The thing about marriage that I guess I kinda forgot about is that you now have to make really huge life choices and the final decision is going to be a compromise with someone else. They are not just your choice. Where you want to live, if you are buying a home, if you will have children, even your career are major decisions that you must work through with another person. At this point in life and age, I'm pretty comfortable making my own decisions. The new challenge is making a decision with a man I love very, very much but who doesn't always want the same things I want. It's so much easier to ignore these big questions. I tear up as we talk through our future. I worry that I will decrease his happiness in life by protecting my own. That can't be right. That can't be love. The conversation ends with many questions still hanging. In the way that love seems to always redeem itself, simply, tonight, we cook, laugh and love. I"m reminded why I want to get married. I love this man so much. Being with him has made me stronger or happier than I thought possible. When I decided I wanted to get married it wasn't a fairy tale decision about how our love is perfect and now everything will be easy. The decision was based on the fact that I want to challenge myself to grow in this relationship and this love my entire life. I believe in our relationship and want to challenge myself to make the decisions and compromises to have it last my entire life because I believe we can build an incredible life together.
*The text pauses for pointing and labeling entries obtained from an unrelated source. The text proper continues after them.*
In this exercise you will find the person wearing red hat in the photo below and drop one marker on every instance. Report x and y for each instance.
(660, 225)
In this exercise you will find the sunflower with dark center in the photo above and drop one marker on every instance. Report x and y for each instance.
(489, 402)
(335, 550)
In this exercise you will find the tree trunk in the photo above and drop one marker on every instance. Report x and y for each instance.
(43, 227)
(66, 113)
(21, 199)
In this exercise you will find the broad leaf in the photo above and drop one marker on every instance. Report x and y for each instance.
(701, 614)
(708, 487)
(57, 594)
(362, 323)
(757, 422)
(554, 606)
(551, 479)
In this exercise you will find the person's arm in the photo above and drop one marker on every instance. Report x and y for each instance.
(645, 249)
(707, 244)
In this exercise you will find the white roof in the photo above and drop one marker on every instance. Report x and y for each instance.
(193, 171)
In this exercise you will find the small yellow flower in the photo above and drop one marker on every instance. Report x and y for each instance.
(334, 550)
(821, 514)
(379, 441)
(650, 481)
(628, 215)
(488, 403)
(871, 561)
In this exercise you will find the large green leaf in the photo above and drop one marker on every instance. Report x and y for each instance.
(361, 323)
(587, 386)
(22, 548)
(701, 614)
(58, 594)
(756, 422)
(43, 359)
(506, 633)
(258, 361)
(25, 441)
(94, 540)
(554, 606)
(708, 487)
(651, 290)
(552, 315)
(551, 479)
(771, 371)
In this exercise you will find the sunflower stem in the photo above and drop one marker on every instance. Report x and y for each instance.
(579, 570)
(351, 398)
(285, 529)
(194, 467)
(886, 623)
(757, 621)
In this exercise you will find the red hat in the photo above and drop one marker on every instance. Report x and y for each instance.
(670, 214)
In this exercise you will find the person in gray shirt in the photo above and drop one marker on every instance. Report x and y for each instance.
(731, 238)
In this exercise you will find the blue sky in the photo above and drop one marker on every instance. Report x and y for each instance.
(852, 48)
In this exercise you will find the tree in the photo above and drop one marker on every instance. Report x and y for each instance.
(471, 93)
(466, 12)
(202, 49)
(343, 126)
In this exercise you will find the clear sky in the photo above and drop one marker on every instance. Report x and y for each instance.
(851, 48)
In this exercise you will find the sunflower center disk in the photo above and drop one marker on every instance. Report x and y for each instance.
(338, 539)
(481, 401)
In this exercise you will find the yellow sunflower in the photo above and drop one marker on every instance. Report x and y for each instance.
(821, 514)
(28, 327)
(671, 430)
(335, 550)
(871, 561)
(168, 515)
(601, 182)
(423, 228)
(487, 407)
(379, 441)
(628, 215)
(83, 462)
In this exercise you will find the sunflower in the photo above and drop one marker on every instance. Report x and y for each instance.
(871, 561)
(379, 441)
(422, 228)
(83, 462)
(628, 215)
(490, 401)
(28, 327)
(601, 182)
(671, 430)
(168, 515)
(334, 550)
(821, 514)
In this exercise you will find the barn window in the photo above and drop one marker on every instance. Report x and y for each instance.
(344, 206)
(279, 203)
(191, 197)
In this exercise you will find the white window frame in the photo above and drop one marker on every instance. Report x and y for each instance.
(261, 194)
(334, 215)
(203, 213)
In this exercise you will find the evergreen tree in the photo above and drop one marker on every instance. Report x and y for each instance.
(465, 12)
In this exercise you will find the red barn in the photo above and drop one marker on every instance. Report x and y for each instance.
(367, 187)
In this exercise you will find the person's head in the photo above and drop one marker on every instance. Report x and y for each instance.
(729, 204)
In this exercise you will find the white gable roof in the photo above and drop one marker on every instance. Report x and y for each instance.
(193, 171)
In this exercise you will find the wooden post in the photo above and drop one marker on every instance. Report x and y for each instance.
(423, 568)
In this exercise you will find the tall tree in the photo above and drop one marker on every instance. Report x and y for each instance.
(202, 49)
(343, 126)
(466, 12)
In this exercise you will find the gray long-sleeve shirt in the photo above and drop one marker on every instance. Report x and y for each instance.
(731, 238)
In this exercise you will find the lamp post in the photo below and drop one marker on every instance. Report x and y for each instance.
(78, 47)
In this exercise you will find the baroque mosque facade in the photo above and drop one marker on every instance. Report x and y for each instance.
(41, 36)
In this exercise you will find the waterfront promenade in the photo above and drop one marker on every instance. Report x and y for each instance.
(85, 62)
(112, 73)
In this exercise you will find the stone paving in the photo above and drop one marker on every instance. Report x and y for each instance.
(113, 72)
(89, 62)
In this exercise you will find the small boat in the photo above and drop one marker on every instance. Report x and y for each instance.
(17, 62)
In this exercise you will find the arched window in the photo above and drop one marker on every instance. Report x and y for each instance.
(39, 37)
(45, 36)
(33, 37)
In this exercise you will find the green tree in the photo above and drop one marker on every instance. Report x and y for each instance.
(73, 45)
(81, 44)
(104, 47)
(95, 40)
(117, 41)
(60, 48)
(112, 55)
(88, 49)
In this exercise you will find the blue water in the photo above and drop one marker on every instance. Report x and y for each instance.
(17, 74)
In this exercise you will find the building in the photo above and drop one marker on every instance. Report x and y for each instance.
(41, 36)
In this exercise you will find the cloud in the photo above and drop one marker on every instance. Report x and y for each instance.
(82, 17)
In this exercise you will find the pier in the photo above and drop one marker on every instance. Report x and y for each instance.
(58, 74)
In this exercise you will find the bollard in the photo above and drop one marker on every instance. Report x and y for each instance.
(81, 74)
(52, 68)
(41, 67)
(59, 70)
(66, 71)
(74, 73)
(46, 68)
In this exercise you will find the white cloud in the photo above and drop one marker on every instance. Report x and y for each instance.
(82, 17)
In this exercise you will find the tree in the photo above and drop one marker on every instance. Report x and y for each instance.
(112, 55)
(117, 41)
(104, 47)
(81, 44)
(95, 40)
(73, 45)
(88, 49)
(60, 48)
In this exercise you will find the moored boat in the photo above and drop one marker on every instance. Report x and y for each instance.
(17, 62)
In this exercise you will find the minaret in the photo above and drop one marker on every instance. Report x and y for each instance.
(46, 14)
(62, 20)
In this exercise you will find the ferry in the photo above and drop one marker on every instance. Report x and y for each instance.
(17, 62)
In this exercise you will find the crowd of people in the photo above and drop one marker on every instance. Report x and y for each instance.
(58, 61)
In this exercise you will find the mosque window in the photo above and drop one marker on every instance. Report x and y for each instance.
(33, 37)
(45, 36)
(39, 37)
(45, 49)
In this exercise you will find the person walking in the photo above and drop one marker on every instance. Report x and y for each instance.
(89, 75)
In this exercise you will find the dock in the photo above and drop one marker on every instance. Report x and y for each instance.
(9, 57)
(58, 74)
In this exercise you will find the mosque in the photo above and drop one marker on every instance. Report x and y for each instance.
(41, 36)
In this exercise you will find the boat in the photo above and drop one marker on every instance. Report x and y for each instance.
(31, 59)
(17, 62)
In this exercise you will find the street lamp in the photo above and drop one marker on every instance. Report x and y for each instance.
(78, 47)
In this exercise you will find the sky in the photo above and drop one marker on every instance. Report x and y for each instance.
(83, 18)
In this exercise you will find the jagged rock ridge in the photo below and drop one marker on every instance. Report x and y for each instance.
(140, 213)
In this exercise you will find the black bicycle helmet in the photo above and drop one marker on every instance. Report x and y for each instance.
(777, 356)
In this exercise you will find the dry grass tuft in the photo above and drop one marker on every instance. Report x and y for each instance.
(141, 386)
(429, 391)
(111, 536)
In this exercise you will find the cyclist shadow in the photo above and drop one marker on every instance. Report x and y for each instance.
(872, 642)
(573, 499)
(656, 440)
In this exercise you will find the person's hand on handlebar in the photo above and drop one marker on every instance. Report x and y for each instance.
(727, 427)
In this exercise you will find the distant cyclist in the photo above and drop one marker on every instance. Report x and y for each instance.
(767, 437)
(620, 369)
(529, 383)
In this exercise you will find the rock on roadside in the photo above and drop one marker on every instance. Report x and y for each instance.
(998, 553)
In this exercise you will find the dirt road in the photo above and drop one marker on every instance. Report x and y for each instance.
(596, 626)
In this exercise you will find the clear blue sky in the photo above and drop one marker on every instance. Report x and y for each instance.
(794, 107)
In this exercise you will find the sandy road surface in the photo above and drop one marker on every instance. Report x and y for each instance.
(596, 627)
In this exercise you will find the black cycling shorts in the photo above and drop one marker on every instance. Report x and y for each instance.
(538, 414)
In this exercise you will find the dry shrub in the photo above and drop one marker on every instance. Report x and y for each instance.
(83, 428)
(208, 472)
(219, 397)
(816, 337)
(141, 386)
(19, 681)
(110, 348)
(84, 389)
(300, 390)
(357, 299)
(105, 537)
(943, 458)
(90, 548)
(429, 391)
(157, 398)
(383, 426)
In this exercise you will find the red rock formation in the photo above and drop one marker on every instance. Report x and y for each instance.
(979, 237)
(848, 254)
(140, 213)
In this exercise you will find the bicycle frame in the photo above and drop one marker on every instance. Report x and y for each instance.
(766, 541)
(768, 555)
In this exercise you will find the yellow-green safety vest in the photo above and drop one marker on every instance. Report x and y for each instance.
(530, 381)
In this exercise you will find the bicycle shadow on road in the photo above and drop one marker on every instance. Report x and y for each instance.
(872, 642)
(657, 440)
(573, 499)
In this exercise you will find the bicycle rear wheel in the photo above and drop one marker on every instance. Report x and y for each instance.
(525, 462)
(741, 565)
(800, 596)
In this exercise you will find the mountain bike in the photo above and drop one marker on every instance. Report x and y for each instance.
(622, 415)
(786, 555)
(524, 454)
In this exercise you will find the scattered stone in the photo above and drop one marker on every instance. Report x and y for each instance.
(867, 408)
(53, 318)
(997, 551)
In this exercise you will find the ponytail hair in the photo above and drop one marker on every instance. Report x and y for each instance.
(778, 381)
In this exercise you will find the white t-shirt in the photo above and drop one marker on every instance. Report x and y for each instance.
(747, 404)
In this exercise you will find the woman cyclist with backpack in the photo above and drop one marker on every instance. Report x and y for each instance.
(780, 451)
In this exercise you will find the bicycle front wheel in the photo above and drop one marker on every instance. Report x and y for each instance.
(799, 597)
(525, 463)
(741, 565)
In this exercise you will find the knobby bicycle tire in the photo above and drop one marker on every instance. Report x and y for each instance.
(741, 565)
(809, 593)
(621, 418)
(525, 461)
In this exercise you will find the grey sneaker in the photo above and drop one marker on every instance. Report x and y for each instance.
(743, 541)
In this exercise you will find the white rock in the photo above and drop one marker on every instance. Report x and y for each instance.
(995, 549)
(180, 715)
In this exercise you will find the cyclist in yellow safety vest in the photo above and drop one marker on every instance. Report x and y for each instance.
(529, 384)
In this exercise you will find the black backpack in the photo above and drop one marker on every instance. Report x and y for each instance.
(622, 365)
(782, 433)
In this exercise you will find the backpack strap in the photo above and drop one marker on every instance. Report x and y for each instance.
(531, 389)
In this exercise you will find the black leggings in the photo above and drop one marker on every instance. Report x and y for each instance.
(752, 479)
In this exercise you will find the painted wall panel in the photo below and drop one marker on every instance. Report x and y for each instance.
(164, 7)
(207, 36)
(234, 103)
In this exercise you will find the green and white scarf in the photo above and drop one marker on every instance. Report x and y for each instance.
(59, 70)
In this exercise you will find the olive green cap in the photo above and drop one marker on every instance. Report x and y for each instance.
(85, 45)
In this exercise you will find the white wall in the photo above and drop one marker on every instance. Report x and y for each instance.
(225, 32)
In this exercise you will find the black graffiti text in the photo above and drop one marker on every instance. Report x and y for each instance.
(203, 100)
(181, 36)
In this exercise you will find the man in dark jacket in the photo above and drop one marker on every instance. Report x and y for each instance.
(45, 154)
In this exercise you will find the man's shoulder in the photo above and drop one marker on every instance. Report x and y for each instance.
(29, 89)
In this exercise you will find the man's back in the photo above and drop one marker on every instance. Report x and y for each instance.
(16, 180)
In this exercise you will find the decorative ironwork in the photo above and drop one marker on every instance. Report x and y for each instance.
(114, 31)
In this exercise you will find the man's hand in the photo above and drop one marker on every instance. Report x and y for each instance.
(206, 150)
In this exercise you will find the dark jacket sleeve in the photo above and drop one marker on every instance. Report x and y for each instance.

A life that will be richer and fuller than what I could build alone. I am aware of the divorce rate and sexless marriages. Yes, I know we could fail. Everyone can stop reminding me and rest assured that I am fully aware of the challenge I am taking on. Still, I would rather have tried and given myself the chance at what I believe will be one of my greatest successes: building a family with a man I love.

Day 6:

One of the women who inspires my business model is Gabrielle Bernstein. She is a spiritual coach and speaker. Gabrielle is also sober. She tells her story often and says she was told, "Get clean and you will have everything you've wanted." The woman is a powerhouse. Today, her work as greatly influenced my life for the better and because of that I sometimes hear whispered in my mind, "Get clean and you will have everything you've wanted."

Gabrielle Bernstein and this message are a big motivator for me to experiment with giving up my vices. Gabby was addicted to cocaine and really needed to get clean. None of my vices are that serious. In fact, many of my friends think of me as someone who uses vices very moderately. Still, I hear get clean. I have to try.

My days are getting more and more productive. Writing, reading, bike riding, loving, and working on Becoming a Badass is all I've done this week and I feel great. To live without the guilt and wake up knowing I feel the way I feel as a product of good choices is amazing. Today, I've moved past the fear of the future that was causing my tears yesterday. Today, I just want to work. Blam! Goodness comes to me. I get a twitter message from an editor at Jackson Hole News and Guide asking to do a profile interview on me for next weeks paper. I can't help but think that I'm getting everything I've wanted. So happy. So purely, joyously, sparklingly happy.